Why Matthew Parris is wrong about Christianity & victim-status

On Easter Saturday, Matthew Parris wrote this particularly terrible article in The Times. It is almost certainly worthy of a reply, but there is so much wrong with it that I couldn’t even figure out where to begin! So, instead of addressing the various issues on display, I thought I would speak into just one (of the multitude) of the issues. That of victim status and whether Christianity is a particular prop on which it is held up.

Several points seems worth making from the outset. The most important of which is this: Jesus is not presented as victim, but victor. At no point in scripture is Jesus cast as the hapless victim of Roman rule or the Jewish religious leader’s aggression. He is consistently presented as the one who predicted his own death, who willingly submitted to death, who was crucified according to the scriptures, who planned the whole salvation-event with God the Father for the purposes of a great victory. Though the Bible presents the crucifixion as a travesty of justice, it is presented all the more as the glorification of Jesus and ultimate victory over sin and death that the Son of God was sent to effect. The New Testament letters consistently affirm he was no victim, but the one that planned the whole thing in eternity past with the Father!

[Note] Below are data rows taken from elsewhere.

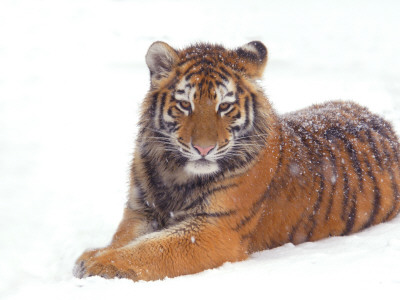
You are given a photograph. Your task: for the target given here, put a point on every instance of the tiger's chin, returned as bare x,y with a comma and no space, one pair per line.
201,167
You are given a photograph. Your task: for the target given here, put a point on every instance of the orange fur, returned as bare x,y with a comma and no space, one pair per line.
330,169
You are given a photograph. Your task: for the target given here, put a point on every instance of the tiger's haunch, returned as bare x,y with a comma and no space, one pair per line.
217,174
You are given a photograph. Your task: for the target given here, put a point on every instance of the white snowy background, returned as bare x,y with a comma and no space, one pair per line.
72,76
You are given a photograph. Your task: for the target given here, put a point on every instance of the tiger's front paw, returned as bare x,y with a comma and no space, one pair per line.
107,265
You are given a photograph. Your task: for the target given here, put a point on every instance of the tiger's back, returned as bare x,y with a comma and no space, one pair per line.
338,173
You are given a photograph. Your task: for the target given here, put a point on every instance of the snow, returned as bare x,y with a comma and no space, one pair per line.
72,75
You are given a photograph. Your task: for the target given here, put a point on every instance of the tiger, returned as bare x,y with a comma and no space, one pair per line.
218,175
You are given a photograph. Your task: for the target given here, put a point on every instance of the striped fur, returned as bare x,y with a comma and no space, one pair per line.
218,175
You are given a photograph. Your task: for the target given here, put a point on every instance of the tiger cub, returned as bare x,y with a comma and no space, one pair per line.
218,175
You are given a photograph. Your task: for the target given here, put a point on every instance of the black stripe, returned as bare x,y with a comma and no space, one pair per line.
346,192
352,215
337,133
394,185
214,214
161,111
332,158
317,206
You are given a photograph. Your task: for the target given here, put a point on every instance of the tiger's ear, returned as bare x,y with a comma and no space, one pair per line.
160,59
255,56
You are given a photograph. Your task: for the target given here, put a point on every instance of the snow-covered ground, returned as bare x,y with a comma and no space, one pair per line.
72,75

Christianity, then, does not rest or affirm victim-status. The Bible certainly does affirm that believers will suffer. Jesus himself said, ‘in this life you will have tribulation.” This much is a brute statement of fact. What Parris seems to overlook is the clause that immediately follows: “But take heart; I have overcome the world.” Jesus is not the victim, he is the victor. His followers are not to wallow in victimhood, but to take heart. They are not to claim special status because they are victims, but to look forward to that fact that – because Jesus himself is victorious – we will triumph with him. No victim-status power-games to be found here. The rest of the New Testament consistently affirms the same. There will be suffering in this life, sometimes specifically a result of our following Jesus, but it should be patiently endured knowing that one day we will be victorious.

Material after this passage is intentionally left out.